Nailing It: Helping Others Implement Your Strategy

Published: Wed, 02/20/13

"The best CEOs I know are teachers, and at the core of what they teach is strategy." -- Michael Porter
Nailing It: Helping Others Implement Your Strategy

Your value as a leader stems largely from your role as team visionary, the person who defines the priorities for your group. In the modern workplace, you do this best not by executing decisions, but by engaging your team members' energies. Your ultimate goal should be to channel their efforts, abilities, and dedication in such a way that they align as closely as possible with the strategic priorities  of your organization.

So easy to say-but so hard to do. Once you've formulated your strategy, be prepared to focus like a laser and direct every bit of energy you can spare toward implementation.

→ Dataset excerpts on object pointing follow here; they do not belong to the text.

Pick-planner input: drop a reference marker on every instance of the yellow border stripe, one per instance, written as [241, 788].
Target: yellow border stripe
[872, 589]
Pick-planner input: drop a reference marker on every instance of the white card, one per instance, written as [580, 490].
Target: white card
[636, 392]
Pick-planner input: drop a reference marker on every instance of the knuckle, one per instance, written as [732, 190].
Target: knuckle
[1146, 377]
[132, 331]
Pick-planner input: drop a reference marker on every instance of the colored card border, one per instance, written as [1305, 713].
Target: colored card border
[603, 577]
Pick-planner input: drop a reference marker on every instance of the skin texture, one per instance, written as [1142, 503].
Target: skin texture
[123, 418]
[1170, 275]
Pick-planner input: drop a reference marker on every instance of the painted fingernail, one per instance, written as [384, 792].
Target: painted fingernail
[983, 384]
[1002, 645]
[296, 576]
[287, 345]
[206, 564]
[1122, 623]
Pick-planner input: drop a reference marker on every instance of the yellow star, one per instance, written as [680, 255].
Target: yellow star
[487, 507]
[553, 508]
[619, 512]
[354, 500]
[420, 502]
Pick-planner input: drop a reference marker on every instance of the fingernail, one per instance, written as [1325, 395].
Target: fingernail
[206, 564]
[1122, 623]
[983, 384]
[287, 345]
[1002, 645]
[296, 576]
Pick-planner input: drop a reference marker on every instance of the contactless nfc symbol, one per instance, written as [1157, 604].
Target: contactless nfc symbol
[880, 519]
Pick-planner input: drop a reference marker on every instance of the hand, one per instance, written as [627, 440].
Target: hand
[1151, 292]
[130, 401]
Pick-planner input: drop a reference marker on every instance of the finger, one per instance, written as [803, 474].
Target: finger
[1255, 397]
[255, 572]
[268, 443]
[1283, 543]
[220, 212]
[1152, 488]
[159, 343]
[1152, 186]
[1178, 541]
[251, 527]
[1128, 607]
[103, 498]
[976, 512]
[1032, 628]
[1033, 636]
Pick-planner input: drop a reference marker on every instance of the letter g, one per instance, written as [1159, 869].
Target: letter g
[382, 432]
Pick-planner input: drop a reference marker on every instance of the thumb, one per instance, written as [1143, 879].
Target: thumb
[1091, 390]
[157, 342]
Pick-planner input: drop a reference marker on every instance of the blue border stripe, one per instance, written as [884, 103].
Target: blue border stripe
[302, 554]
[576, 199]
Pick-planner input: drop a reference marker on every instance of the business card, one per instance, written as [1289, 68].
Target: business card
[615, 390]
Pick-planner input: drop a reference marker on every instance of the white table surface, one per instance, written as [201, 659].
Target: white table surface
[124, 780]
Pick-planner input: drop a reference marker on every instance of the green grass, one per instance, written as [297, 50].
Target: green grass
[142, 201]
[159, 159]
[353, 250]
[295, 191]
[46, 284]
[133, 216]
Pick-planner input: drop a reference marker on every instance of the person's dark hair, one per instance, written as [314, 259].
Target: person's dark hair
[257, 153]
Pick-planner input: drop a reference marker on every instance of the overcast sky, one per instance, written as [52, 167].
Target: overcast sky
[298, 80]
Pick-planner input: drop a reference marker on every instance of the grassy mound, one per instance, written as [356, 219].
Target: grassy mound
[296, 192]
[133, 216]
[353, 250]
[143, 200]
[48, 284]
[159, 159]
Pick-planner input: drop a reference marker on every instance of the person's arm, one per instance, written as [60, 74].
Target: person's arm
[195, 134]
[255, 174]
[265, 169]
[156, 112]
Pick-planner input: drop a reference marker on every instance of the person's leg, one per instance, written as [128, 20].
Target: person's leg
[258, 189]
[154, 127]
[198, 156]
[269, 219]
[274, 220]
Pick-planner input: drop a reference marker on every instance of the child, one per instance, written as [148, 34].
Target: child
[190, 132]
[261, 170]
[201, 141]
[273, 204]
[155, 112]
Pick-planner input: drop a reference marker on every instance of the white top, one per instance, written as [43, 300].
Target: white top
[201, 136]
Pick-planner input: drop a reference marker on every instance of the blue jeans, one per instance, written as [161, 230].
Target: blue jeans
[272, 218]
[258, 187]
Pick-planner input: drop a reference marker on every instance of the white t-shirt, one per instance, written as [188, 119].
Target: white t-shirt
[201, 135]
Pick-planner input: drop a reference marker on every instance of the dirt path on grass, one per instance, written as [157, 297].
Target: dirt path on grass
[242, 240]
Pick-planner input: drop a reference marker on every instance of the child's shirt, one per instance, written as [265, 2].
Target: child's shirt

That doesn't mean you have to run yourself into the ground to accomplish this, but you do have to buckle down and make every effort count.

Suppose you've outlined what you think is the perfect strategy for your group, but your team just can't nail it. Clearly something's wrong, but what? This is one of those times when you need to pull the caravan over at the nearest rest stop and start checking under the hood. Take a look at these process components and make sure they're properly engaged:

Just Say No to Your Inner Control Freak
 
Communication
1. Communication.  You may think you've fully communicated your strategy to your team, but have you really? Repeatedly, surveys of corporate workers reveal that most of them have no clue about the company's overall strategy. When they first started work, someone pointed them in a certain direction, told them to get moving, and they've been going that way ever since. Mostly they don't know why; nor do they care, as long as the paychecks keep coming. Rather than allow this to continue, sit down with your employees, outline exactly what you're trying to accomplish, and show them how you've designed their duties to get them there.
 
Motivation
2. Motivation.  To care or not to care: that's the question guiding the lives of most employees. Most want to get their pile of work done so they can go home. If you expect the team to fire on all strategy cylinders, give them reasons to do so. Decent salaries, bonuses, regular raises, extra days off for good work, promises of a dream vacation for the year's most productive employee...all can encourage your people to start aiming for the bull's-eye. Bribery? Maybe, but incentives work.
 
Means
3. Means. Speaking of the bull's-eye, do you really expect your teammates to nail it with a rubber band shooter? At the very least, give them a blowgun...or better yet, a longbow...or better yet, a high-powered rifle. In other words (lest we take this shooting analogy too far given today's climate),  give them the tools they need to accomplish your goals. Those may include the right wrenches and screwdrivers, PCs, special software apps, training, or other enablers they require to get from here to there.